Une passion de la matière : sucre et chocolat

Le travail du chocolat : l'importance de respecter la matière

Cette passion pour le chocolat a été renforcée lorsque Nicolas Guercio a pu participer à un voyage à Madagascar pour découvrir la plantation Millot, avec Valrhona. "C'était un rêve de pâtissier, un rêve d’enfant. J'ai pu ramener deux cabosses, les faire fermenter comme je pouvais dans une étuve et j'ai fait mon propre chocolat !". Quelle fierté de pouvoir réaliser le processus de A à Z, après avoir découvert le fruit en plantation.

De la cabosse au chocolat, l'expérience du cacao de A à Z

Quand on lui demande des conseils pour le travail du chocolat, le chef nous parle de respect et de discipline. "Il faut respecter la cristallisation (lors du tempérage), ne pas aller plus vite que la musique. Le chocolat est une matière qui s’apprend, qui se respecte." Une sagesse que le chef a acquis avec l'expérience : "on a tous essayé, de trouver des raccourcis, d'aller plus vite... mais ça ne fonctionne pas." Il ajoute à propos du sucre et du chocolat. "Ce sont de super matières, il y a tellement à apprendre. Surtout avec le sucre, qui est très challengeant" 

D'autres questions au chef

Avez-vous eu un mentor dans votre carrière ?

Nicolas nous parle d'Eddie Benghanem. C'était son chef au Ritz Paris alors que Nicolas était apprenti en 2002 : "C'était très dur. Mais il m'a donné la niaque, l’envie d’avancer et l’envie de lui prouver que je pouvais y arriver." Un coup de boost pour la carrière du jeune chef, qui le pousse notamment à partir à l’étranger vers de nouvelles expériences.

Comment gérez-vous la pression et le stress au travail ?
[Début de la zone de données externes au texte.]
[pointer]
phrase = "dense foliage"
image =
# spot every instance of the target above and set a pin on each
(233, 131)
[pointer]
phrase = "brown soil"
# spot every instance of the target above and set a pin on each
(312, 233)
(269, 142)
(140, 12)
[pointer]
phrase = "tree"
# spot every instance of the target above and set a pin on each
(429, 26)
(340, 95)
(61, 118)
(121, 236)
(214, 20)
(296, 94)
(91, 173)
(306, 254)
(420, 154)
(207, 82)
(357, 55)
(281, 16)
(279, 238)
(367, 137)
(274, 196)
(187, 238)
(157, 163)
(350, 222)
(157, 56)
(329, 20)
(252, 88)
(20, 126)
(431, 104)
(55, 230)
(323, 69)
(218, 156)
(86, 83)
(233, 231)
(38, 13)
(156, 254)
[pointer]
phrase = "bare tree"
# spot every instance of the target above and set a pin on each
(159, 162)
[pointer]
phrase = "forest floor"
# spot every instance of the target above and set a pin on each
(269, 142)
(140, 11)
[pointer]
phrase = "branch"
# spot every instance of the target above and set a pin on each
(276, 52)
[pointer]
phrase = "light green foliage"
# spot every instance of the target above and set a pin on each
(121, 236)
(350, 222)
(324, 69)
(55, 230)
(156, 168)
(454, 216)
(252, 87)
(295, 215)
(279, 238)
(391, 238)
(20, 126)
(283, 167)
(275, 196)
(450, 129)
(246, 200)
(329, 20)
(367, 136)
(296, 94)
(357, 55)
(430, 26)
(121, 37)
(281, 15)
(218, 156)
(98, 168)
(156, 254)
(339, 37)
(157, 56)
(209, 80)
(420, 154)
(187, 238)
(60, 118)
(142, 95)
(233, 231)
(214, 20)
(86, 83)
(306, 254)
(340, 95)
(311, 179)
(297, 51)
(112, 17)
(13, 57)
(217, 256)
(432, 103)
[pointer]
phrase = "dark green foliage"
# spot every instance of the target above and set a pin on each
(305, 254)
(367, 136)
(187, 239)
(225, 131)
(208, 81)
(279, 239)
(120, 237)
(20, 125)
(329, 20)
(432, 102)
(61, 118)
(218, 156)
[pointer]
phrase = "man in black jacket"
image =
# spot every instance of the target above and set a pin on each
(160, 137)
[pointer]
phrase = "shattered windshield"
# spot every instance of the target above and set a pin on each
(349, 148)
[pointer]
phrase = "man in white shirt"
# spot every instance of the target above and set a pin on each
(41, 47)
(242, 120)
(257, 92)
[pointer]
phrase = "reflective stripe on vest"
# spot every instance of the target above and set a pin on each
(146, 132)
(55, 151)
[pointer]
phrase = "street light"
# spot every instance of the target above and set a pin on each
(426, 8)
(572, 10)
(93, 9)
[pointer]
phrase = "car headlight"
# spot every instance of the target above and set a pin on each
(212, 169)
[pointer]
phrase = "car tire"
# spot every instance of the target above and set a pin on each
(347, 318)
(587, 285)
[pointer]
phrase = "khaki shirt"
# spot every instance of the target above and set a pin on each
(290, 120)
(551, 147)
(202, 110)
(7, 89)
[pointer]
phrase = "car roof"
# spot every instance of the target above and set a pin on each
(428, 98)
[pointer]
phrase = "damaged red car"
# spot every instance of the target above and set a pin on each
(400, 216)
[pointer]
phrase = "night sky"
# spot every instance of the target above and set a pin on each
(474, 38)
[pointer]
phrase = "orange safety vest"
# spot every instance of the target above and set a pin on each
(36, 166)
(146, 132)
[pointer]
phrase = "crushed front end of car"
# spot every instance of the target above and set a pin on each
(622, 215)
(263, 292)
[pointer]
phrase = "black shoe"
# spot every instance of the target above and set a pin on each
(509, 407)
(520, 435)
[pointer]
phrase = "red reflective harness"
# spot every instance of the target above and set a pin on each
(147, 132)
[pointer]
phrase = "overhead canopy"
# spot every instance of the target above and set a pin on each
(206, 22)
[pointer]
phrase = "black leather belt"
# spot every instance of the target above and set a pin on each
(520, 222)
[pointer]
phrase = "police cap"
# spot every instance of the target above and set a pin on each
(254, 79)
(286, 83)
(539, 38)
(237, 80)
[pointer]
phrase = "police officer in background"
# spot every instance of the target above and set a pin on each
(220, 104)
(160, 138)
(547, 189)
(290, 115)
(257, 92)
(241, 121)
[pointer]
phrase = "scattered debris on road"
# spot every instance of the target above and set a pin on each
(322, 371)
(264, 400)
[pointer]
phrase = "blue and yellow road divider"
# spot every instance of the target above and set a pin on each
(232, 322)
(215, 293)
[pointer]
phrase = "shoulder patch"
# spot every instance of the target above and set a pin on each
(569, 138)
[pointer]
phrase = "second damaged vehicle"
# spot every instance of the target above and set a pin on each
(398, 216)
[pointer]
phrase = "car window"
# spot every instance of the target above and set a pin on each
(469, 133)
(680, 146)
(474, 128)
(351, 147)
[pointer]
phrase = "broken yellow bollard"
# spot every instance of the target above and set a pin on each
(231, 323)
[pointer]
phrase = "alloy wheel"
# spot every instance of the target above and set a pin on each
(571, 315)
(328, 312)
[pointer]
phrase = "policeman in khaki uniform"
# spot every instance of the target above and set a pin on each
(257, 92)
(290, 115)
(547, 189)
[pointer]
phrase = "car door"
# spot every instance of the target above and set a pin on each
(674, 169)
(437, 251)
Lorsqu'on travaille dans un palace, les situations stressantes sont nombreuses. Au moment du service, mais aussi pour satisfaire les exigences des clients de l'hôtel. La clé du chef ? La sophrologie ! Cette discipline proche de la méditation lui a donné des clés pour prendre du recul, s'écouter et gérer la pression au travail.